Sketchermax - Deine Lieblingskünstler

1. Was ist Kunst für dich?

Eine Sprache, mit der ich anderen etwas von dem zeigen kann, was ich beobachtet habe und interessant fand. Wenn es mir gelingt, das „Wesen“ in die Grammatik von Zeichnung und Farbe zu übersetzen, und andere sagen: „Oh, cool, das sagt mir was! Da kommt was bei mir an!“ Dann finde ich das gelungen. „Art is what makes us pay atention“, hat die kanadische Aquarellkünstlerin Poppy Balser mal gesagt. Das ist sicher nicht alles, aber das hat was….

2. Was machst du, wenn du die Kunst ruhen lässt?

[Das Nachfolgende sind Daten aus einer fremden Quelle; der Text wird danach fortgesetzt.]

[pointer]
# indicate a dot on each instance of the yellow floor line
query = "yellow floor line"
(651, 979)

Da ist dann Familie dran. Ich bin verheiratet und habe drei Teenie-Jungs. Und dann ich arbeite Teilzeit als Theologe bei Crescendo, einem Verein für klassische Musiker und Künstler anderer Sparten. Da haben wir in Leipzig auch ein Netzwerktreffen für Fragen rund um Glaube, Kunst, Spiritualität. Menschen (besonders Künstler!) in den innersten Fragen des Lebens begleiten zu dürfen, empfinde ich als ein ganz großes Vorrecht.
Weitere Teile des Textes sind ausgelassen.